In a period where science funding for oceanographic research is at an all time low, the decommissioning of the Cape Hatteras represents a significant loss to America’s research capacity. The Hatteras is the only regional class research vessel on the eastern seaboard south of Delaware. She served a region ranging from the mid-Atlantic to the Gulf of Mexico and as far east as Bermuda. She can handle equipment as simple as a box core or trawl or as sophisticated as the ROV Nereus.
In my time at Duke, I participated in two cruises aboard the Hatteras. One is described in my most personal blog post: The Importance of Failure in Graduate Student Training. My co-blogger, Amy, dedicated an entire series to her adventures aboard the Cape Hatteras in the Sargasso Sea.

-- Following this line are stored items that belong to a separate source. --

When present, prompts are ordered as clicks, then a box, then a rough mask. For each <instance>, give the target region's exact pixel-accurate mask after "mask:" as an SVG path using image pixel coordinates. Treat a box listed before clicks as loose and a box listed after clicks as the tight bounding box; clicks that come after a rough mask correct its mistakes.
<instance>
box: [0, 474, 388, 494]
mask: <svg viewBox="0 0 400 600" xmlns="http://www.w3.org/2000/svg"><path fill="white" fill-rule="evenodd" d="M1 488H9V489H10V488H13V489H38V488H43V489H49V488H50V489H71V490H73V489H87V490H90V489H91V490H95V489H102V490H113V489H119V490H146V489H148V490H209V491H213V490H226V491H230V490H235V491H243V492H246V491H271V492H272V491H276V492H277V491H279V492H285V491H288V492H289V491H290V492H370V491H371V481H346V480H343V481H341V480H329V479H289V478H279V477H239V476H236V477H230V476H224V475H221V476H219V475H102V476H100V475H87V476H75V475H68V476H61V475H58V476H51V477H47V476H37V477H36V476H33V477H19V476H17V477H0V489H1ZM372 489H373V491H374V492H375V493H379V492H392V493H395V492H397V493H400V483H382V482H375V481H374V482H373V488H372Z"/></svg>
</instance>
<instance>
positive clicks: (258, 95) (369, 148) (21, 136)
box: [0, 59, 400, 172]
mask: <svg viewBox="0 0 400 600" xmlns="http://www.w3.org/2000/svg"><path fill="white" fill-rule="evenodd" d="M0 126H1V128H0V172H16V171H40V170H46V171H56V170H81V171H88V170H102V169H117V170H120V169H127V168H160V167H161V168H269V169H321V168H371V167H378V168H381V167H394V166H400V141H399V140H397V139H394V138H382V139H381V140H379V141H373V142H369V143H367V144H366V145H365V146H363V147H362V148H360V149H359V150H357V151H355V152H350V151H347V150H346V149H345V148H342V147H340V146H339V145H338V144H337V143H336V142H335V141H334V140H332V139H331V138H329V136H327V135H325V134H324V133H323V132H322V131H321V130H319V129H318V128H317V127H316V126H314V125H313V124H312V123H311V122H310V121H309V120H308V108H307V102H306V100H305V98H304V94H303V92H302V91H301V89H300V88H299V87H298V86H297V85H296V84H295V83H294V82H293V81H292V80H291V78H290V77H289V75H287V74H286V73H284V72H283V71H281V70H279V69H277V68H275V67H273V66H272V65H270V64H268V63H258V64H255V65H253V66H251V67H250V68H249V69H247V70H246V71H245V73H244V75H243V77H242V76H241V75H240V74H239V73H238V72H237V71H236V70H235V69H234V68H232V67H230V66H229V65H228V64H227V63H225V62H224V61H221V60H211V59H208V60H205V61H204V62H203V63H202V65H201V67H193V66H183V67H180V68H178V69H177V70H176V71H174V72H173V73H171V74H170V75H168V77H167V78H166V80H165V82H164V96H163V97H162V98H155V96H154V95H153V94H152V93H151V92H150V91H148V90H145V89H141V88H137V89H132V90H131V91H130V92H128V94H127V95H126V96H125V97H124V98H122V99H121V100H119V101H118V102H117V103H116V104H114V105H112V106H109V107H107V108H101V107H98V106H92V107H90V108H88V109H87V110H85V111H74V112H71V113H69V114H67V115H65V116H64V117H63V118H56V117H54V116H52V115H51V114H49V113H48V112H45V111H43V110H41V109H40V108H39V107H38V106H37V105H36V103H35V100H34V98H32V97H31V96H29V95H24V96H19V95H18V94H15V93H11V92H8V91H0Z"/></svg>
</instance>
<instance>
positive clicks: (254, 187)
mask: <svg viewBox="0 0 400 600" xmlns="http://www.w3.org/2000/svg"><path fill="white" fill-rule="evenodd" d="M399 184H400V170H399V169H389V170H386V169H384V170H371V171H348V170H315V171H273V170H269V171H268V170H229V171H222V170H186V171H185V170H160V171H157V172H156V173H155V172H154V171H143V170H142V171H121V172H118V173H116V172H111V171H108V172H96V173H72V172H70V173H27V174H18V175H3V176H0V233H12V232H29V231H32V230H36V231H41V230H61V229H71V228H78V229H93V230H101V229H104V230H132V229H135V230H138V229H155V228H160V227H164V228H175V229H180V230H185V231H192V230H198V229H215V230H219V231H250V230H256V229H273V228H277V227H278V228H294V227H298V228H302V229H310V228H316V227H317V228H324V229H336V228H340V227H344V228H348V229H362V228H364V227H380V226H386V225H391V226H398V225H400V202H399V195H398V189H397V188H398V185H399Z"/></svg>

The Hatteras is only one of several research vessels that have been decommissioned in recent years. She joins the R/V Seward-Johnson (and the Johnson Sea Links), the R/V Point Lobos, the R/V Zephyr, the Albatross IV, and numerous coastal and near-shore research vessels. While new, privately funded ships, like the R/V Falcor, have recently entered service, the loss of so many publicly funded vessels is a major blow to scientific research. The folks at Deep Sea News put out a call for an oceanic equivalent of NASA to meet the United States scientific needs.
The Hatteras was more than just another research vessel, she was a home to many and a symbol of pride for Carteret County. It is estimated that she contributed more than $4 million a year to North Carolina’s economy. Beyond that, she was a friend.
This morning, the Beaufort community came together to welcome the Hatteras back from her final voyage.